Colson Whitehead se souvient qu’à l’époque “l’histoire de Dozier n’avait été couverte que par des journaux locaux en Floride. Rien à l’échelle nationale. Ce n’est qu’à partir du moment où les tombes ont été découvertes que le scandale est devenu national. Je me suis demandé alors combien d’endroits comme Dozier existaient dont nous n’entendions jamais parler.
La plupart des survivants interrogés par des journalistes étaient blancs et je me suis demandé à quoi ressemblait la vie dans la partie noire du campus. Si le rôle des journalistes et des historiens est de relater les faits avérés, moi, en tant que romancier, je peux inventer des choses, concevoir mes propres personnages et imposer ma propre signification à l’histoire.”

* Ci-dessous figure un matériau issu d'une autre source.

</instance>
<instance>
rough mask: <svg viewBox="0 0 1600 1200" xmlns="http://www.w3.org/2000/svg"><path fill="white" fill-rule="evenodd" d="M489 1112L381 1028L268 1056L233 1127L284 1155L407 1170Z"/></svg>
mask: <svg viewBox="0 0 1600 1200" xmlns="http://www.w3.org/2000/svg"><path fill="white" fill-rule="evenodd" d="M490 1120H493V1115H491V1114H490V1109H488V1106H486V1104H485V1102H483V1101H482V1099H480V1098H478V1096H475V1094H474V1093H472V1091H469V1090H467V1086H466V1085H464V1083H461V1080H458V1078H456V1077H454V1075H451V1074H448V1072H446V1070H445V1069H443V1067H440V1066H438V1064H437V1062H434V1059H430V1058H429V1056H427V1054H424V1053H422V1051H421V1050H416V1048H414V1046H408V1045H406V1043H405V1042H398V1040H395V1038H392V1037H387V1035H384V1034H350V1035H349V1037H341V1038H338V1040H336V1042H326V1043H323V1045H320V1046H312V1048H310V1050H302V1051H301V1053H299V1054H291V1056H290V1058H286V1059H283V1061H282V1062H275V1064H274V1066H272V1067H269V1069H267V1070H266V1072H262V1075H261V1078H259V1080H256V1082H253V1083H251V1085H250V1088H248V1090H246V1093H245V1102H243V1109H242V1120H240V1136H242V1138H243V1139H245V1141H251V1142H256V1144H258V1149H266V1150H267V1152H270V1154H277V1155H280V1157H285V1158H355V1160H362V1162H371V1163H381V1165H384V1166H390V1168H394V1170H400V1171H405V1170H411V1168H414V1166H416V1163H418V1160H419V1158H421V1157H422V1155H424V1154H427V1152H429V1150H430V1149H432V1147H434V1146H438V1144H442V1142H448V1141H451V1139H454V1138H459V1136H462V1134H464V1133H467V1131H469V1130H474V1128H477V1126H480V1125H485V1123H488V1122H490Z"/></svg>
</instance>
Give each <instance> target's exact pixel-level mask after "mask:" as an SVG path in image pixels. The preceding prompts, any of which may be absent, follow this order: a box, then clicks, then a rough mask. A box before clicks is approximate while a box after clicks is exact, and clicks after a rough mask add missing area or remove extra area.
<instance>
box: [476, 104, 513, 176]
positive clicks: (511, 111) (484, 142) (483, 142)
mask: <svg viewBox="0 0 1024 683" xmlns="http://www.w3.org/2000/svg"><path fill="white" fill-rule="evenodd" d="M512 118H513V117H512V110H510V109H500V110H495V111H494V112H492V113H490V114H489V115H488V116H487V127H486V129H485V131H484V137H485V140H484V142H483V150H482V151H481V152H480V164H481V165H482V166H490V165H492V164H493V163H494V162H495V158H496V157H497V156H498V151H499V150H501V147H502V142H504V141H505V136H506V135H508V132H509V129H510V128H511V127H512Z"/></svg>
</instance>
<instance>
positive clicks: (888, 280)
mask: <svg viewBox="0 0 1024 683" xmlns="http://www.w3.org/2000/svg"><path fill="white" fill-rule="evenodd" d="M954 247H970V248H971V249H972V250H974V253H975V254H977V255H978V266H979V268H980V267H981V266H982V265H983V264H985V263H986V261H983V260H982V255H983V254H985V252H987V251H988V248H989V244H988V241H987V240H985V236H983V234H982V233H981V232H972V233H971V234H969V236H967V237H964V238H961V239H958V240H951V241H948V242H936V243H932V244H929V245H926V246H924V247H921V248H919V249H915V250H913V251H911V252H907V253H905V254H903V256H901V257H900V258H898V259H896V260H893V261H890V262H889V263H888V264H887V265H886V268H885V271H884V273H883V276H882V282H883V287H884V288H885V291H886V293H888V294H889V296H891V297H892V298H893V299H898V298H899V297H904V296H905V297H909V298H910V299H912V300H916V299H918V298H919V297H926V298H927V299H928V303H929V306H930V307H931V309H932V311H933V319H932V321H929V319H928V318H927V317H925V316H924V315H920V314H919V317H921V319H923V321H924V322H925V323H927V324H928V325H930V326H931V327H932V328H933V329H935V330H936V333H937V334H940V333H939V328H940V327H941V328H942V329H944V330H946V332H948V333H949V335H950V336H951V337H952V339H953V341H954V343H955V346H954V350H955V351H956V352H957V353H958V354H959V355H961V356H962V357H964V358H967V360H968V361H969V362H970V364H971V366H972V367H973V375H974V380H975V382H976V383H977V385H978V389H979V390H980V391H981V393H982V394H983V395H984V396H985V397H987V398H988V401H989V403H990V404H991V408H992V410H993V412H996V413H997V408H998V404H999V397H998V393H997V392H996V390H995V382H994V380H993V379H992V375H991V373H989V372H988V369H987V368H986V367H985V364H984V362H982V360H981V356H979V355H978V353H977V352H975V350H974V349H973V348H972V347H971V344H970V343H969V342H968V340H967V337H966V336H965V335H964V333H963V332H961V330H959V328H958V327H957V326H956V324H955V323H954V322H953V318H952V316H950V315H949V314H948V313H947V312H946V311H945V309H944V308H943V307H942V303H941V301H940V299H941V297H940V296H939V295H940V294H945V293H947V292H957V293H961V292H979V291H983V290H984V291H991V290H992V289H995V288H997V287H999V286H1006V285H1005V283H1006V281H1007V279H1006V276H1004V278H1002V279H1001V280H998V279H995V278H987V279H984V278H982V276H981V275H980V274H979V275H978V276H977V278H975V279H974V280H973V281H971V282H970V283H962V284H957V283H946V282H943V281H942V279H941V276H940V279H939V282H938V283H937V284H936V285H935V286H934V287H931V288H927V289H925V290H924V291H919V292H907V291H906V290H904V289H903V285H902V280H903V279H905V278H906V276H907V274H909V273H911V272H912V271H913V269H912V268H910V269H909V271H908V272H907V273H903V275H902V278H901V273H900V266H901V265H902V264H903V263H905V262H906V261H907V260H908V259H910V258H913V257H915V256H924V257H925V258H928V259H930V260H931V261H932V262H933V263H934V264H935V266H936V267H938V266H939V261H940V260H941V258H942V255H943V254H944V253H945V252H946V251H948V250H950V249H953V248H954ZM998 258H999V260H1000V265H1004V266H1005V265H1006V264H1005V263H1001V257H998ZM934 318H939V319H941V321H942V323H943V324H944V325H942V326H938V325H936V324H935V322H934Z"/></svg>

Comme les héros d’“Underground Railroad”, les personnages de “Nickel Boys” subissent une injustice et un racisme organisés par une majorité blanche toute-puissante
La Dozier School devient, sous la plume de Whitehead, la Nickel Academy. Une institution dans laquelle le jeune Elwood Curtis est envoyé en 1963, alors que le mouvement des droits civiques lutte pour faire évoluer la condition des Noir·es dans le pays. Eduqué, travailleur, idéaliste encouragé par les discours de Martin Luther King qu’il écoute sur vinyle, Elwood y fait la connaissance de l’ombrageux Turner.
Tous deux cantonnés dans la partie noire d’un campus qui pratique encore la ségrégation raciale, les deux adolescents vont y faire l’expérience de la torture, de l’esclavage et du meurtre raciste. Et comme les héros en fuite d’Underground Railroad, les personnages de Nickel Boys subissent une injustice et un racisme structurellement organisés par une majorité blanche privilégiée et toute-puissante.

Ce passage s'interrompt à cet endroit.